Lexington Press has recently finished publishing a four volume collection of the work of Elinor Ostrom and her husband Vincent–before that I do not believe the work has been gathered anyplace easily accessible. Since the price is astronomical–though well worth it for the serious scholar or scholarly library, I’m sure–I’d love to have a single-volume reader that collects the most important pieces, while perhaps leaving some of the more detail-oriented empirical and modeling work behind.
Perhaps one reason no such “Portable Ostrom” collection exists is that her work has been widely pirated online–claimed by the commons if you will–a fact that made the links below easier to find. Here are some things I might include in such a reader:
- Chapter 2 from Governing the Commons
- Her Nobel prize speech
- The introduction and conclusion from The Drama of the Commons
- Her article “Crowding Out Citizenship” from Scandinavian Political Studies.
- Perhaps too topical–and embedded in a larger research project spread over many different articles–but this piece on community control of policing in Black neighborhoods still holds up.
- “The New Civic Politics,” originally written as a framing statement for civic studies
- I happen to think that her work with Sue Crawford on the deontic logic from Understanding Institutional Diversity is really important, but I don’t see much uptake for their ADICO framework. This is probably idiosyncratic?
- Her work with Charlotte Hess for thinking about knowledge as a common pool resource, published as a chapter in this book.

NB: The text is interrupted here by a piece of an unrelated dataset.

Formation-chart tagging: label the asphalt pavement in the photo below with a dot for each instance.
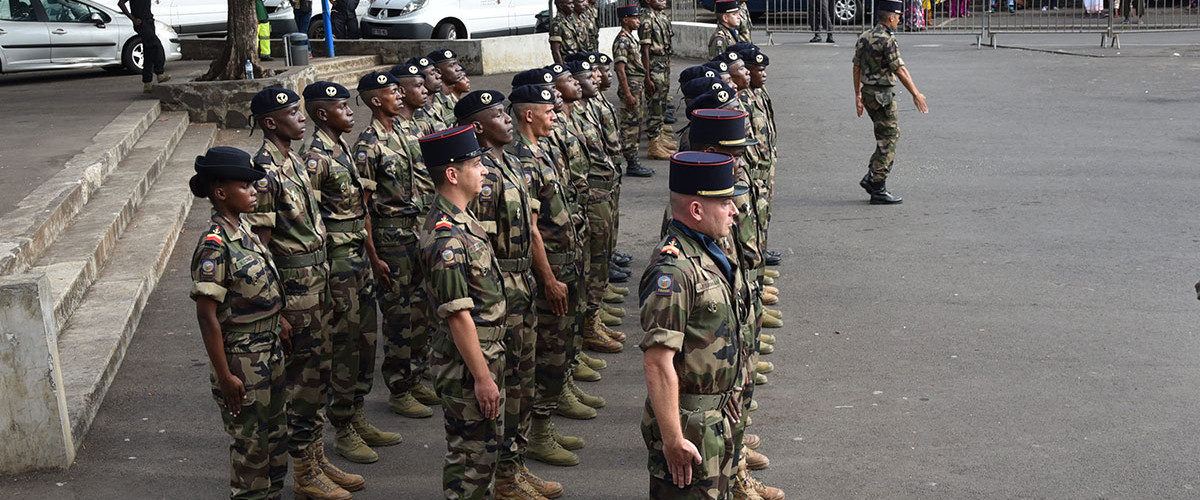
(1021, 326)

Ostrom frequently plagiarized herself and many of the links above have repeated passages and arguments. She thought that the public needed access to certain information about governance and skills at self-organization that we don’t teach in school, and that mainstream economics has actively undermined. She felt an obligation–which is now ours–to find some method for expressing these insights in less technical and more accessible ways.